Au centre des préoccupations, la question de la rémunération, à laquelle Emmanuel Macron a répondu en proposant l'instauration de prix planchers. Une mesure qui suscite déjà des crispations. "La notion est encore maladroite", regrette le vice-président des JA. "Tout ce que nous voulons, c'est arrêter de vendre à perte", rappelle-t-il. Sa consœur de la Coordination rurale considère, elle, qu'"une remise à niveau est nécessaire" et que "tous les intermédiaires doivent faire des efforts". Et de souligner : "Ce ne sont pas uniquement les producteurs et les consommateurs qui doivent être pénalisés."

Les mesures évoquées ces dernières semaines devraient être discutées dès le 20 mars prochain, dans le cadre de la concertation sur le pacte et la loi d'orientation et d'avenir agricoles (PLOAA). Une phase de travail au cours de laquelle les syndicats resteront vigilants. "Nous allons retranscrire tout ce que nous avons entendu au Salon, bien vérifier que nous nous sommes compris avec le gouvernement", prévient la Coordination rurale. Pour les JA, qui appellent à "poursuivre ce travail de coconstruction des solutions", l'enjeu sera que "le texte ne soit pas trop dénaturé par rapport aux demandes de départ"

De nouvelles actions envisagées

Face à ce bilan en demi-teinte, certains agriculteurs ont d'ores et déjà retrouvé le chemin de la mobilisation. "C'est la base qui est meneuse du terrain", lâche Sophie Lenaerts. "Dès cette semaine, il y a des actions dans les régions et départements, notamment pour revendiquer l’aspect inadmissible de la garde à vue des agriculteurs qui ont déposé une simple gerbe alors que d'autres jettent des œufs sur les ministres et n'ont rien..." 

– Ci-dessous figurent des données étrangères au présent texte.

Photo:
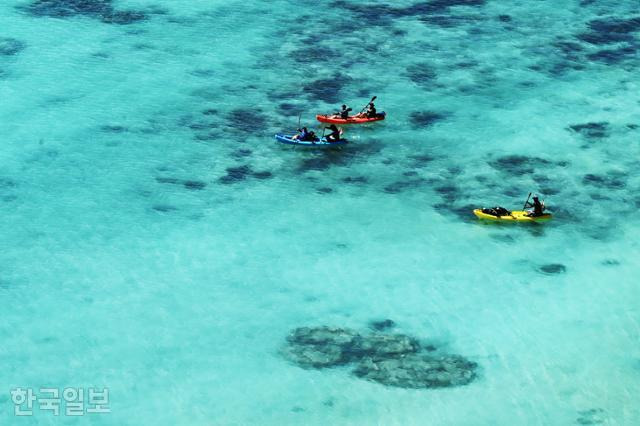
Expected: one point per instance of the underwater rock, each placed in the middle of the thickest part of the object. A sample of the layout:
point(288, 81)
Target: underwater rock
point(399, 186)
point(194, 185)
point(246, 119)
point(591, 129)
point(384, 345)
point(418, 371)
point(595, 416)
point(10, 46)
point(320, 347)
point(314, 54)
point(610, 182)
point(382, 324)
point(389, 359)
point(615, 25)
point(109, 128)
point(552, 268)
point(124, 17)
point(241, 153)
point(426, 118)
point(262, 175)
point(613, 56)
point(611, 30)
point(421, 160)
point(97, 9)
point(518, 164)
point(355, 179)
point(164, 208)
point(235, 174)
point(421, 73)
point(327, 89)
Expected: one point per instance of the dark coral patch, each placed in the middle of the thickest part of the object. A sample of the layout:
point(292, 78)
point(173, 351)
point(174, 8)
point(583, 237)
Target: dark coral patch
point(382, 325)
point(448, 21)
point(194, 185)
point(426, 118)
point(355, 179)
point(400, 186)
point(616, 25)
point(418, 371)
point(164, 208)
point(592, 129)
point(262, 175)
point(604, 38)
point(611, 30)
point(113, 128)
point(97, 9)
point(552, 268)
point(421, 160)
point(316, 163)
point(235, 174)
point(314, 54)
point(518, 164)
point(422, 73)
point(611, 181)
point(241, 153)
point(613, 56)
point(167, 180)
point(464, 213)
point(11, 46)
point(327, 89)
point(246, 119)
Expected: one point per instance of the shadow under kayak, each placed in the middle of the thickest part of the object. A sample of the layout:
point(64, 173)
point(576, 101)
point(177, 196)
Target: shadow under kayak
point(350, 120)
point(288, 139)
point(515, 216)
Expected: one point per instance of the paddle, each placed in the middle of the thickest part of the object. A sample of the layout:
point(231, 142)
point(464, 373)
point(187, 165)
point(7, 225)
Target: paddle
point(365, 107)
point(526, 202)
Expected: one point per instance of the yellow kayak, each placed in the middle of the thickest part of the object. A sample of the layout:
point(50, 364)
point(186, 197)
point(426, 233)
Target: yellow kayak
point(515, 216)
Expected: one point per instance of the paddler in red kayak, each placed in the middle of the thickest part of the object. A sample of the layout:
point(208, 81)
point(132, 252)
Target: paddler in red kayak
point(369, 113)
point(343, 113)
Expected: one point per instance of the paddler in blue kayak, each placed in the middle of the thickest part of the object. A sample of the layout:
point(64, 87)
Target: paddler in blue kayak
point(335, 134)
point(304, 135)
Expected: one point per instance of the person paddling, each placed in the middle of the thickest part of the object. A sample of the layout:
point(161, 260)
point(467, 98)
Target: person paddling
point(538, 207)
point(335, 134)
point(370, 111)
point(304, 135)
point(343, 113)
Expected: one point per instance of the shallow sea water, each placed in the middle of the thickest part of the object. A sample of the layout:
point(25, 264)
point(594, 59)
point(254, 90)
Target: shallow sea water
point(157, 241)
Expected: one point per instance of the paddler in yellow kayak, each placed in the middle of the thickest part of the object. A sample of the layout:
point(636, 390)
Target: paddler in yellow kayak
point(537, 205)
point(502, 214)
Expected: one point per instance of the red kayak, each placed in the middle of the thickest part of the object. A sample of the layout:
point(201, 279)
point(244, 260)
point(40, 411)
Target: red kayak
point(350, 120)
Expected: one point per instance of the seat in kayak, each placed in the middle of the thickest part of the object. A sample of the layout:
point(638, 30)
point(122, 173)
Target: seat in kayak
point(514, 216)
point(350, 120)
point(288, 139)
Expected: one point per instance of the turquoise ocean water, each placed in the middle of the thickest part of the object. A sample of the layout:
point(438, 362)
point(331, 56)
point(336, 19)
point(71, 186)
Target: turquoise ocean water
point(156, 240)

"Nous resterons sur des actions pacifistes pour ne pas se faire oublier et pour maintenir une pression jusqu'aux élections européennes", poursuit la représentante syndicale, qui réclame "un calendrier" de la part du gouvernement. "Il n'y pas de mot d'ordre national, mais nous restons vigilants."

On ne s'interdit rien

Un point de vue largement partagé par Arnaud Rousseau, le président de la puissante FNSEA. "Les braises sont encore brûlantes", a-t-il mis en garde dimanche sur BFMTV. "On continuera à avoir des actions sur le terrain dans les quinze jours qui viennent et au-delà. Penser que d'ici à quinze jours tout s'achèvera est une erreur, ce ne sera pas le cas."

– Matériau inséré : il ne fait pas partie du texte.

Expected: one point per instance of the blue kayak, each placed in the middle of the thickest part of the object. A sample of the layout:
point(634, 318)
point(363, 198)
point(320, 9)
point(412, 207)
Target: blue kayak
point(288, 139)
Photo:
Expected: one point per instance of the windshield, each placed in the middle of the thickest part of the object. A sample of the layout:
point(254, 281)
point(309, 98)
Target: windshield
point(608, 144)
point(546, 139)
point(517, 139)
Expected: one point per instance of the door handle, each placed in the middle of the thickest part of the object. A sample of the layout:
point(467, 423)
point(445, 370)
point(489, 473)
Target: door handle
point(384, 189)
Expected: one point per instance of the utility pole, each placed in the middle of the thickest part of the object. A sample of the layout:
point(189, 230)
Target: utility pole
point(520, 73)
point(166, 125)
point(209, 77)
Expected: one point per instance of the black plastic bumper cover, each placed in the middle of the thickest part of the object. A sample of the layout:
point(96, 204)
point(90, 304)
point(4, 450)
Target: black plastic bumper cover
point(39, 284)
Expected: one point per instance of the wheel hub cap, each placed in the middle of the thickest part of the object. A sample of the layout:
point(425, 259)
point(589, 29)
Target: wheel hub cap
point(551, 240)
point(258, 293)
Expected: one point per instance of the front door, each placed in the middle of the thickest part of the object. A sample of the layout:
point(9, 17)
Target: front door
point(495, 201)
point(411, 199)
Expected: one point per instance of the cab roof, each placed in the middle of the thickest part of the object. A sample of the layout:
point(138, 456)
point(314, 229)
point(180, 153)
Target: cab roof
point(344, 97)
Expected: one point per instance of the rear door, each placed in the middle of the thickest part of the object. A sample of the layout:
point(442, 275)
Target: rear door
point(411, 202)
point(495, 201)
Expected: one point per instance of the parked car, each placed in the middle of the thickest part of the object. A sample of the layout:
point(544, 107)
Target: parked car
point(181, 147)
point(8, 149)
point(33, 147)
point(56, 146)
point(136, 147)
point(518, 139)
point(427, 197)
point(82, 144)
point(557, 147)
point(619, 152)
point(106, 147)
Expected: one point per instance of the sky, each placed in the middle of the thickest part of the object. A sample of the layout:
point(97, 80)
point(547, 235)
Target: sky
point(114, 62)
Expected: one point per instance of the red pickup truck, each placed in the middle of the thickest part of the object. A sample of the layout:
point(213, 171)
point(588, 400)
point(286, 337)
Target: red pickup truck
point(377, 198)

Plus nuancés, les Jeunes Agriculteurs considèrent quant à eux que, "tant que le travail prend la bonne direction, il n'est pas question de repartir sur des manifestations d'ampleur sur le terrain". Si Rémi Dumas assure être "dans une démarche de cohésion", un autre syndicaliste avertit néanmoins que, "dans quelques semaines, si rien ne bouge, peut-être qu'il y aura des petits coups de pression". Avant de conclure : "On ne s’interdit rien, tout dépend de la capacité de travail des gouvernants et administrations."